There is a great blog post by National Museum of American History curator Katherine Ott to accompany the podcast. Here is an excerpt explaining the origins of the term "universal design":
Universal design rejects traditional "separate but equal" facilities for people with disabilities. The original principles of universal design grew out of a 1974-77 Department of Education grant to architect Ron Mace that involved extensive product and architectural analysis. That lead to a working group to develop core principles for universally-designed facilities, which would provide for equitable and flexible use; be simple and intuitive; present perceptible and sensory information; tolerate error; entail minimal physical effort; and be of an accessible size and orientation. Mace used a wheelchair as a result of contracting polio when he was a boy. His early engineering and design talent resulted in numerous gadgets and adaptations and eventually a career in dismantling architectural barriers.
Listen to the podcast here. Thanks to the Lemelson Center for interviewing me and asking such great (easy ) questions.

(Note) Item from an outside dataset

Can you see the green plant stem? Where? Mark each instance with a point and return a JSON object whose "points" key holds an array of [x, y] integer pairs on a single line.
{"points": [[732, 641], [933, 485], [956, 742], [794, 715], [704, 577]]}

In addition to discussing mass-market products like the Cuisinart and OXO, I also mention how people with disabilities themselves altered kitchens and other parts of their houses to make pre-existing spaces work for them. Here are some images from The Toomey J Gazette, the magazine "by and for respiratory polios" that ran from 1958-1969 (and then became the Rehabilitation Gazette). The images show (1) a kitchen sink with the cabinet below cut out to make space for a wheelchair, and a decorative curtain added to maintain a tidy look; and (2) a variety of storage approaches for pots and pans and pantry items, such as lazy susans, pegboards, and wall-mounted racks - all of which were common sights in 1950s/60s households, but here were selected for their particular advantages to people with disabilities. Images are from "Homemaking," The Toomey J Gazette, 1968.